Nosotros, de la Confederación de Planetas al Servicio del Infinito Creador, les hemos hablado muchas veces sobre el valor de la meditación. Esto, amigos míos, es de suma importancia, ya que no los conduce a una comprensión intelectual, sino a una comprensión espiritual. Es, podría decirse, de un valor solo transitorio como indicador de sus intentos de buscar. Esta comprensión intelectual, que es buscada y encontrada por muchos de los que habitan su planeta, es una señal de su progreso en el camino hacia una comprensión espiritual total. En sí misma no tiene un valor real, pues lo que encuentran en estos esfuerzos por comprender dentro de los límites de su ilusión y dentro de los límites de su mente intelectual es tan, tan limitado que carece de un valor práctico real.

No deseamos afirmar que este tipo de esfuerzo sea totalmente inútil y no deba practicarse, pues algún beneficio se obtiene en el intento de buscar. Pero, amigos míos, sí decimos que en su búsqueda es mucho más importante que realicen la verdad de la creación del Padre por medio de un método mucho más directo, un método que no esté relegado a los sesgos del intelecto: una comprensión directa y sencilla, a través de la meditación, del amor total del Creador de todos nosotros.

Esto, amigos míos, es todo lo que es necesario: simplemente conozcan este amor y refléjenlo. Conózcanlo de manera total. No intenten comprenderlo; abrácenlo a través de la meditación. Y luego deben reflejarlo en su existencia diaria.

He estado utilizando a este instrumento con rapidez, pues él deseaba velocidad en la comunicación, sabiendo que el tiempo disponible era corto. Esto, en algunos casos, reduce la claridad del contacto del instrumento. Sin embargo, este contacto estuvo dentro de un rango satisfactorio para la comprensión. Dejaré a este instrumento en este momento. Yo soy Hatonn.

Yo soy Hatonn. Estoy una vez más con este instrumento. Lamento la interrupción. Continuaremos.

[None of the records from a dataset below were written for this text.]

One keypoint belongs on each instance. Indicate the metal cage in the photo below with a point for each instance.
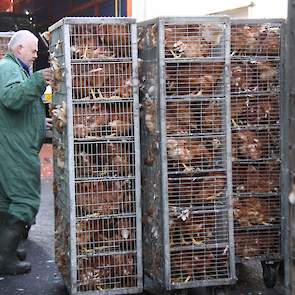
(97, 155)
(186, 144)
(4, 39)
(258, 115)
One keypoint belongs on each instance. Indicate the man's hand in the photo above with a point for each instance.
(48, 75)
(48, 123)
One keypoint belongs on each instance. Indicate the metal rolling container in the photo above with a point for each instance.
(259, 117)
(97, 155)
(186, 153)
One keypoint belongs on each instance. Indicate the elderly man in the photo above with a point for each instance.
(22, 129)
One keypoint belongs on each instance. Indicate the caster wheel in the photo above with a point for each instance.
(269, 273)
(224, 290)
(179, 292)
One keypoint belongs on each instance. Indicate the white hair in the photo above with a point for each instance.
(20, 38)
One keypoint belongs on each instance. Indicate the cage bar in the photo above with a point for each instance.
(96, 150)
(186, 168)
(257, 111)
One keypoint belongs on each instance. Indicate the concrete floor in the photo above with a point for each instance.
(45, 278)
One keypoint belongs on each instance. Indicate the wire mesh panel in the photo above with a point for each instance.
(96, 151)
(187, 214)
(256, 108)
(4, 39)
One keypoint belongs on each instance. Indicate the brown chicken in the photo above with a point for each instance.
(242, 76)
(99, 198)
(268, 72)
(90, 120)
(179, 118)
(191, 41)
(270, 41)
(121, 159)
(248, 144)
(94, 273)
(193, 79)
(252, 211)
(245, 39)
(254, 110)
(187, 191)
(197, 265)
(251, 179)
(212, 118)
(255, 40)
(121, 119)
(212, 188)
(186, 152)
(117, 37)
(247, 245)
(195, 230)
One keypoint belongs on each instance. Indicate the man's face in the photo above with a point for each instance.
(28, 52)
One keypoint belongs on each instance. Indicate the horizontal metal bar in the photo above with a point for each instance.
(105, 178)
(117, 291)
(271, 194)
(257, 127)
(184, 20)
(206, 245)
(195, 98)
(261, 160)
(107, 60)
(259, 21)
(104, 139)
(235, 58)
(92, 20)
(269, 257)
(101, 100)
(106, 217)
(253, 228)
(256, 94)
(195, 60)
(203, 283)
(99, 254)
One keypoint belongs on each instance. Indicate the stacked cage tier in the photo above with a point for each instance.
(186, 167)
(256, 103)
(96, 151)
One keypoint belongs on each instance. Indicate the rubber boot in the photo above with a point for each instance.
(21, 251)
(11, 233)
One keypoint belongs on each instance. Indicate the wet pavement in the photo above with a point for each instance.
(45, 278)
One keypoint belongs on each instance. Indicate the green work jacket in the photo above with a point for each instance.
(22, 131)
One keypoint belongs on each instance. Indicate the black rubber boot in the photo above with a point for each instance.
(11, 232)
(21, 253)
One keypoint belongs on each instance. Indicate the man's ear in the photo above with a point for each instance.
(19, 49)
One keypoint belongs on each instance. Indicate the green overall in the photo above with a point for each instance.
(22, 130)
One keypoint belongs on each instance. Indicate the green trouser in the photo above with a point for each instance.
(20, 184)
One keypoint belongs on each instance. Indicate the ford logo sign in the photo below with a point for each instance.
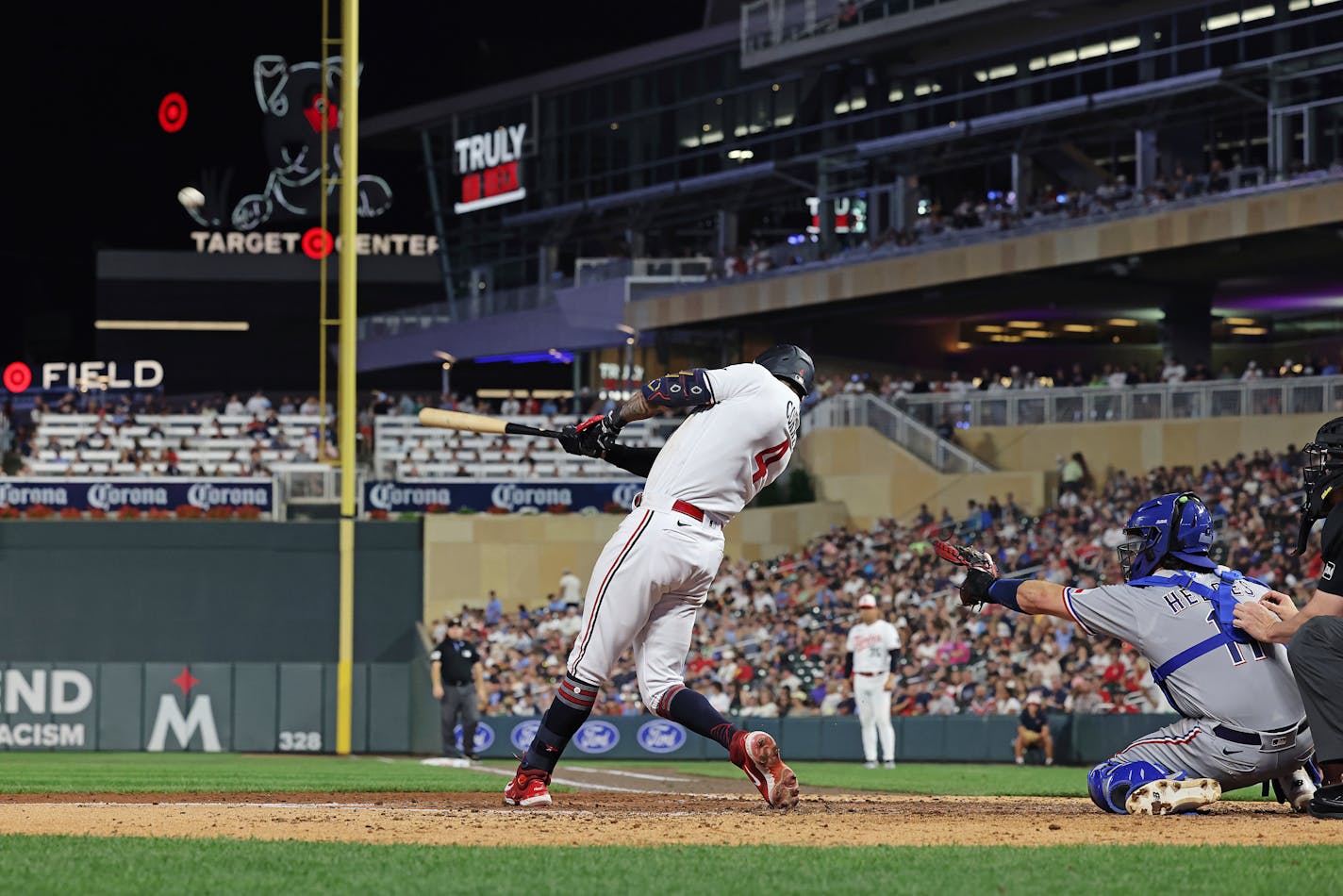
(624, 493)
(596, 737)
(661, 735)
(484, 738)
(524, 734)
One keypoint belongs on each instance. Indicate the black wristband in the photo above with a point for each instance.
(976, 585)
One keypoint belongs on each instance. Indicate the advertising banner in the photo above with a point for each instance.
(113, 493)
(509, 494)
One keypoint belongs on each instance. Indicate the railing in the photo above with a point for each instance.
(1147, 402)
(897, 426)
(1245, 181)
(500, 301)
(771, 23)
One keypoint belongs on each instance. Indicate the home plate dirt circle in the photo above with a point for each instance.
(646, 820)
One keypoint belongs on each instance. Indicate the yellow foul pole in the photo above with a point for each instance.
(348, 228)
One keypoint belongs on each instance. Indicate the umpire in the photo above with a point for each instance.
(1315, 632)
(459, 687)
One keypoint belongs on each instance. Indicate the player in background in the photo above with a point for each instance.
(1242, 718)
(1315, 632)
(873, 651)
(655, 573)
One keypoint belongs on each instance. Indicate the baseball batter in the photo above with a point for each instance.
(873, 645)
(655, 572)
(1242, 718)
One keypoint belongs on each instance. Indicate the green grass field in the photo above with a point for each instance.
(31, 864)
(129, 772)
(140, 865)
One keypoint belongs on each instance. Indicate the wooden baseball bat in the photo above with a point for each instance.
(478, 423)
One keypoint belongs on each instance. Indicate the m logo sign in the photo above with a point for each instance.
(199, 716)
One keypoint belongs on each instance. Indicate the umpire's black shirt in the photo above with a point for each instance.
(1331, 551)
(456, 658)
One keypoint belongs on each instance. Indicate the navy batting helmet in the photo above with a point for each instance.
(790, 364)
(1177, 525)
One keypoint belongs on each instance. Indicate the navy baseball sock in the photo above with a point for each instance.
(569, 711)
(690, 709)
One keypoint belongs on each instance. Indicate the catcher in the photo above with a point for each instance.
(1242, 718)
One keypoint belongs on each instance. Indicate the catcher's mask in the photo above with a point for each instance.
(1175, 525)
(1321, 472)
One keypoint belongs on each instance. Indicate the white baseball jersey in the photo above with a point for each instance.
(870, 645)
(724, 453)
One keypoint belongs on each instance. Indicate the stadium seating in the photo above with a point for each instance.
(406, 450)
(770, 639)
(171, 443)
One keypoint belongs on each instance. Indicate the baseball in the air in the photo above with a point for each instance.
(191, 198)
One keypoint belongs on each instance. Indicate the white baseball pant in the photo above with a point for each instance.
(646, 589)
(873, 702)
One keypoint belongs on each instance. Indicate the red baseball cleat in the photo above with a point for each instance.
(756, 754)
(529, 788)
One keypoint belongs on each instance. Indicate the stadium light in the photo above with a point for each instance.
(216, 326)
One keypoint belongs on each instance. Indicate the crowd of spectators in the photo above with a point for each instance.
(1000, 211)
(149, 434)
(1171, 373)
(770, 639)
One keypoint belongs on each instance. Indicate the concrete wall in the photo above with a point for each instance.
(203, 591)
(1171, 228)
(522, 556)
(1137, 445)
(874, 477)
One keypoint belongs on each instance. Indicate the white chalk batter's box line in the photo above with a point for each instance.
(544, 811)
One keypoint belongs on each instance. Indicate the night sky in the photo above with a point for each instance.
(88, 165)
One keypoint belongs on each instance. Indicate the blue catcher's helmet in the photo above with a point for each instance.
(1174, 525)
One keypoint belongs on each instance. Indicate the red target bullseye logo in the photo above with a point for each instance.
(172, 113)
(319, 243)
(18, 376)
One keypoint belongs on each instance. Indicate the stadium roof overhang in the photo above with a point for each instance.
(1283, 242)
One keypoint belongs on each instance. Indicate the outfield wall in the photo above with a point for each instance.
(290, 706)
(203, 591)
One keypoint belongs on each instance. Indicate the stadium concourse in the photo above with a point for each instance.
(998, 212)
(770, 639)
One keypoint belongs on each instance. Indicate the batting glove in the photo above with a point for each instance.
(598, 434)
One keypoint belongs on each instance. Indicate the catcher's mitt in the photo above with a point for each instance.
(981, 570)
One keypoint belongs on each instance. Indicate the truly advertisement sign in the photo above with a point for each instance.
(113, 493)
(490, 168)
(510, 496)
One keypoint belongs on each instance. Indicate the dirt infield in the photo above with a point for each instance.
(646, 819)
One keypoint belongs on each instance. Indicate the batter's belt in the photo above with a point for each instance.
(1272, 740)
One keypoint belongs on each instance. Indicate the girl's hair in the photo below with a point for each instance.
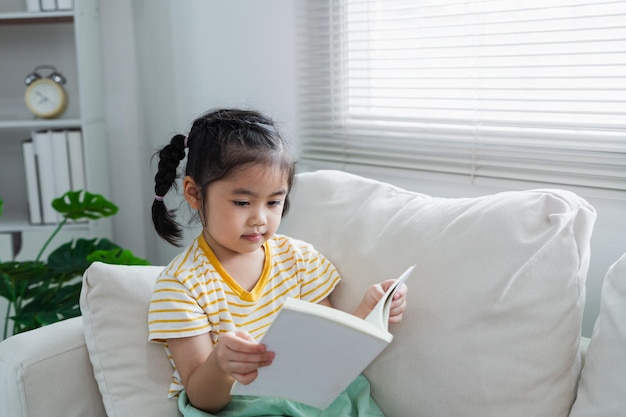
(218, 142)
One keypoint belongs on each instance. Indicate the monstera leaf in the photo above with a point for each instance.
(117, 256)
(70, 259)
(40, 293)
(76, 205)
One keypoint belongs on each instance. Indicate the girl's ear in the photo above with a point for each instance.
(192, 193)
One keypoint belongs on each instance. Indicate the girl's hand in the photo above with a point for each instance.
(375, 293)
(240, 356)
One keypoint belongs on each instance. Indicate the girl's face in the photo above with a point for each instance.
(243, 211)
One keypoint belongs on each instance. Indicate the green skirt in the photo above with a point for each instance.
(355, 401)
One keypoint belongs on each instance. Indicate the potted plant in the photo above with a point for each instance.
(43, 292)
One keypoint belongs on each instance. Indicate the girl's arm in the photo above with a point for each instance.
(208, 372)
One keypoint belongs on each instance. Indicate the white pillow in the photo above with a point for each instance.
(602, 389)
(133, 374)
(495, 305)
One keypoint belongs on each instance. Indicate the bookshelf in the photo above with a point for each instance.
(70, 40)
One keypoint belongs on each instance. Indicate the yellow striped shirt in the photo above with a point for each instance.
(194, 294)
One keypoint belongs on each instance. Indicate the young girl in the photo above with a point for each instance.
(217, 298)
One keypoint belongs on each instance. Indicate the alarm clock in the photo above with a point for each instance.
(45, 97)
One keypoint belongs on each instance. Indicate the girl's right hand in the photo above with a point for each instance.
(240, 356)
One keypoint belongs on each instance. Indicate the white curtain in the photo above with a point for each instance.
(531, 90)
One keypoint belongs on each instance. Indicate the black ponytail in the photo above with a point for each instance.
(218, 143)
(163, 219)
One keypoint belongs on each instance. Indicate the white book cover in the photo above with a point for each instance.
(61, 163)
(32, 183)
(48, 5)
(43, 149)
(320, 350)
(77, 164)
(32, 6)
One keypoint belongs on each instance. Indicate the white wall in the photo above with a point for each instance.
(168, 61)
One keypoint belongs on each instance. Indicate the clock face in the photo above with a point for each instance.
(46, 98)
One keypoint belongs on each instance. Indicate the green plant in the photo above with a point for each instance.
(41, 293)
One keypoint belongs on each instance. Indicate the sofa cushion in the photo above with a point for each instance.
(133, 374)
(602, 389)
(495, 305)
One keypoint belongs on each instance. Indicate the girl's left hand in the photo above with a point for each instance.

Estábamos hablándoles sobre el valor del conocimiento y la comprensión intelectual. Amigos míos, no hay comprensión dentro del intelecto. La comprensión que buscan solo puede encontrarse dentro de una mente mucho, mucho mayor que aquella que ustedes comprenden con su mente intelectual actual. Hay una manera muy simple de llegar a la comprensión que buscan. Esta manera tan simple es también la mejor manera. Es a través del proceso de la meditación. Les hemos dicho esto muchas, muchas veces, y esto es verdad. Mediten y se hará evidente que esta es la comprensión que buscan.

No existe un sistema de ordenamiento de palabras en su lenguaje actual que pueda definir adecuadamente la creación dentro de su creación. No hay un sistema de palabras que pueda decir lo que alcanzarán a través del simple proceso de la meditación. Es comprensible que a veces parezca que este proceso no es fructífero. Amigos míos, este es el único proceso verdaderamente fructífero en el que participan. Dediquen todo el tiempo que puedan a ponerse en contacto con la verdad a través de la meditación. Sabemos que esto es lo que desean. Si no lo supiéramos, no les daríamos esta información.

Los dejaremos en este momento. Adonai, amigos míos. Adonai vasu.